Quem faz a experiência de ver seus mortos partirem em caminhões como na Itália (Bergamo), jamais lembram esta dura prova como “fantasia”, e/ou, como “histeria”. Uma guerra completamente diferente, inimaginável. Não podendo nem enterrar seus mortos com a dignidade e respeito que merecem e conforme o costume cristão. São levados aos caminhões do Exército, privados do maior direito ao sentimento humano: chorar seus mortos. Do jeito que encontramos na Bíblia: “Assim disse o Senhor: Em Ramá se ouve uma voz, lamentação, choro amargo; Raquel chora seus filhos, ela não quer ser consolada por seus filhos, porque já não existem mais” (Jr, 31, 15).

Voltar para casa. Sua casa. Nossa casa. Minha casa. Meu lar, minha Igreja doméstica. Rezar em família. Não celebrar na comunidade, não significa rezar menos, antes, precisamos rezar mais e em família. Vamos fazer uma Quaresma/quarentena/Semana Santa excepcionalmente, diferente, neste ano, cuidando-nos mutuamente de maneira respeitosa, reverente e restrita. Ainda é tempo de prevenir. Remediar pode ficar tarde.

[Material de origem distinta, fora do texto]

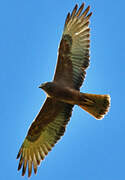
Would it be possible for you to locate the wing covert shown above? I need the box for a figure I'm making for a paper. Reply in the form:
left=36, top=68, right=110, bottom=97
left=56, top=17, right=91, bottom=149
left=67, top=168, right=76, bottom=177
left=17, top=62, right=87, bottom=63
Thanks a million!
left=17, top=98, right=73, bottom=177
left=54, top=3, right=92, bottom=90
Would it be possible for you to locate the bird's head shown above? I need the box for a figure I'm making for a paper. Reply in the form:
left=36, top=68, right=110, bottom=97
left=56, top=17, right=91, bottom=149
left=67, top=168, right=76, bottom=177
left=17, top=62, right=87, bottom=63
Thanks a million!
left=39, top=82, right=53, bottom=92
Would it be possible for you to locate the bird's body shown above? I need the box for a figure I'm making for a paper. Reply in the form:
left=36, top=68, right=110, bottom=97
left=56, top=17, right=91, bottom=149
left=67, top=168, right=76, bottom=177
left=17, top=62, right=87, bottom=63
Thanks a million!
left=17, top=3, right=110, bottom=177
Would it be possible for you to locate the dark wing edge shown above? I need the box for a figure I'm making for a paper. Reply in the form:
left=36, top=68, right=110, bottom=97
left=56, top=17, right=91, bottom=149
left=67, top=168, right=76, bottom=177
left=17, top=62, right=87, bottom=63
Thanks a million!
left=17, top=98, right=73, bottom=177
left=54, top=3, right=92, bottom=90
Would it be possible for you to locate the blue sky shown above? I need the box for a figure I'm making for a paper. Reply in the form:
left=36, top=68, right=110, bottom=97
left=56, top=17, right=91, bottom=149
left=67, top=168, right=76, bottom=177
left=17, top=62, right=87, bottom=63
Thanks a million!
left=0, top=0, right=125, bottom=180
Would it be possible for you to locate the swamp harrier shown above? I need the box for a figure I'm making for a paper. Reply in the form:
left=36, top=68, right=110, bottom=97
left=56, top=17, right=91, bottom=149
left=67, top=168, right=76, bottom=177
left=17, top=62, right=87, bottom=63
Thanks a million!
left=17, top=3, right=110, bottom=177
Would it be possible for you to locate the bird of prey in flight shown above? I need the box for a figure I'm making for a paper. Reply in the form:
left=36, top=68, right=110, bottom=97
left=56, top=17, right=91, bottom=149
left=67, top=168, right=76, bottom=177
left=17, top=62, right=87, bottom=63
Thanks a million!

Acompanhando as orientações das autoridades competentes queremos também nós de maneira responsável colaborar para que a vida seja preservada. Portanto, é hora de ficar em casa. Não viajar. Fiquemos na região. Cada um no seu cantinho curtindo sua família. Convivendo um pouco mais. Recomendo, para que rezemos mais ainda. “Estamos em emergência, diz o Papa Francisco: Rezemos juntos o terço”. Acompanhar pelos meios de comunicação social a programação religiosa. As funções de Semana Santa.

As Igrejas estarão abertas durante o dia, contudo as celebrações bem restritas para poucas pessoas conforme as orientações. Fiquemos atentos e vigilantes às novas informações e orientações. Obedeçamos às ordens de Deus. Protejamos e preservemos a vida.

Dom Neri José Tondello, Bispo Diocesano de Juína.